お金を払って結婚相談をしなければならないなんて…と半信半疑でしたが、相談所のカウンセラーから、周辺を探してもハズレばかり寄ってきて回り道するだけですよと言われてまさにその通りだと思い、決意したのです。
そして、自分の理想条件に合いそうな人と連絡をとっては個別に会い、4人目にして現在の主人に巡り会いました。会う前にわかることとしては、写真や大体の住所、学歴、年収、職種、趣味、年齢、身長などで、どれも合格ラインだと思っていました。実際に会って第一印象は、「細い、静かそう、顔がきれいめ」でした。話してみて、終始にこにこで話を合わせてくれて、音楽趣味がかなりマニアの域で、好みも合いそうだし家庭も良さそうだしいい線だと感じました。
気になったのは滑舌があまり良くないのと、身長差がもう少し欲しかった…というところでしょうか。それと、どうしても、婚活で会ったほかの人よりも年収もかなり劣っていることも少しマイナスでした。でも総合的には良い!毎日顔を見るのだからルックスも必要だし、いいところに住んでいて育ちが良い!と半ば言い聞かせて、付き合うことにしました。
もちろん、相手が自分を気に入ってくれることが大前提でしたが、そこは押してくれていたのもあります。
ところが、付き合うことにしても、彼の方は結婚相談所の退会はまだしない、と言うのでその時は私から一緒に退会しよう、と押しました。付き合うならばゴールを信じて踏み出したかったからです。
そして、迷いはゼロとは言えませんが、5ヶ月後にプロポーズを受けて婚約、結婚と順調に進むことができました。
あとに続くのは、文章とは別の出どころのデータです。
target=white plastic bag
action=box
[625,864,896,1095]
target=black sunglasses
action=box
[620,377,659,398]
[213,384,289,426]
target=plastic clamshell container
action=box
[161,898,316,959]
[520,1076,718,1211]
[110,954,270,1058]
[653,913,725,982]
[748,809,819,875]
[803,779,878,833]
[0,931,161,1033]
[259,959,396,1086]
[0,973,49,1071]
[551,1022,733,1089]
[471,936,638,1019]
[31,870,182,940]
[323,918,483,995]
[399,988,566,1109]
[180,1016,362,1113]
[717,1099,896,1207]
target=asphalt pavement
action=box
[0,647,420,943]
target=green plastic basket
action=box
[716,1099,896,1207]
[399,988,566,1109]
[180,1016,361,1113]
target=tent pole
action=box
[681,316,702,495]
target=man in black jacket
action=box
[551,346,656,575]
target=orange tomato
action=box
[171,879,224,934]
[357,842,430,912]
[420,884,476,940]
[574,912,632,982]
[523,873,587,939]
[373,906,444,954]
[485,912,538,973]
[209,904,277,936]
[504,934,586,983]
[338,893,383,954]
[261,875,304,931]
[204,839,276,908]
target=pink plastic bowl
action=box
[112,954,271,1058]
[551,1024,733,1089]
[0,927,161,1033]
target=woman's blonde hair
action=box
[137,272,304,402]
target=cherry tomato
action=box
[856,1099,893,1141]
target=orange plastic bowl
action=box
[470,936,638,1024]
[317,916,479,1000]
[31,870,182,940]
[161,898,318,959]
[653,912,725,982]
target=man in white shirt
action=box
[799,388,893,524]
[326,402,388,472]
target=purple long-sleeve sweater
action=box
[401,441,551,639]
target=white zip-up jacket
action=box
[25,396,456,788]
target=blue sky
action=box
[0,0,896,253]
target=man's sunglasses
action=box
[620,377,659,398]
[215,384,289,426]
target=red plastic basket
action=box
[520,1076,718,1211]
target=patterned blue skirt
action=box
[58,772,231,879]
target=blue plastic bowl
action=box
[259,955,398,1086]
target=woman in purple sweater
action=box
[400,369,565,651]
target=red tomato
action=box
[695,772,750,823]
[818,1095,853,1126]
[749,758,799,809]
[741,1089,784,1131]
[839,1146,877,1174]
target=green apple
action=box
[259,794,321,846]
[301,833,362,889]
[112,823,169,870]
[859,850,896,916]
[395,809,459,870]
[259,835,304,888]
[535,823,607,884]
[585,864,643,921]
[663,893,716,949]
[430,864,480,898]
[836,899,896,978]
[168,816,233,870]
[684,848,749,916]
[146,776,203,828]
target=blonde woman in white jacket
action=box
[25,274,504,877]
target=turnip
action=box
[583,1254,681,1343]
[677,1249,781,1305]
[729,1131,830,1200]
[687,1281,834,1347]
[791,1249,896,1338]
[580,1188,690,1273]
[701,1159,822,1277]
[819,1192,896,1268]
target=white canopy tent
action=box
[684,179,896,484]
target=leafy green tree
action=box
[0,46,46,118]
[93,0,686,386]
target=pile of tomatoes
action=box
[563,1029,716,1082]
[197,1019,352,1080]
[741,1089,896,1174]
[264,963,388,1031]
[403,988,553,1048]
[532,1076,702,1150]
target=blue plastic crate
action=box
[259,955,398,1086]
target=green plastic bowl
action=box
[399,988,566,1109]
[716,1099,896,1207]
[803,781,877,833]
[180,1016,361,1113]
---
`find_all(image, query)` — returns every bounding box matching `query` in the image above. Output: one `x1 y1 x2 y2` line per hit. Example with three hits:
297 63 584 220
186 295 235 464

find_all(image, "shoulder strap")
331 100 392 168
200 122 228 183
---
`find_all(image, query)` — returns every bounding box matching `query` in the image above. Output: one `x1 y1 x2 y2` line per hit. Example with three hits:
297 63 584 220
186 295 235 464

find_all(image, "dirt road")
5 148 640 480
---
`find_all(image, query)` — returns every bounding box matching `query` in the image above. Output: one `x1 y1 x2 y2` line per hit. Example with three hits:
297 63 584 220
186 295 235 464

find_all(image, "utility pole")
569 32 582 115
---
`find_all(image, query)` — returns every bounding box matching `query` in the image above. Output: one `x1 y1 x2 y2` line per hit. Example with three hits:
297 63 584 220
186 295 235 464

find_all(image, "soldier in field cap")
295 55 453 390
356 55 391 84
出会いは、どこにあるかわからない、運でしかない、と思います。でもそこに至るには、さまざまな努力や経験を積んでいなければ、自分で決断しての勝利は得られないはずです。
いま、子どもにも恵まれて家族仲良く過ごせているので、あの時の選択は間違っていなかった、と思っています。正直なところ、休みの日に私は忙しくして主人がごろ寝をしていても、プロポーズの日に思った「横顔が好み」で、不満を多少抑えることができます。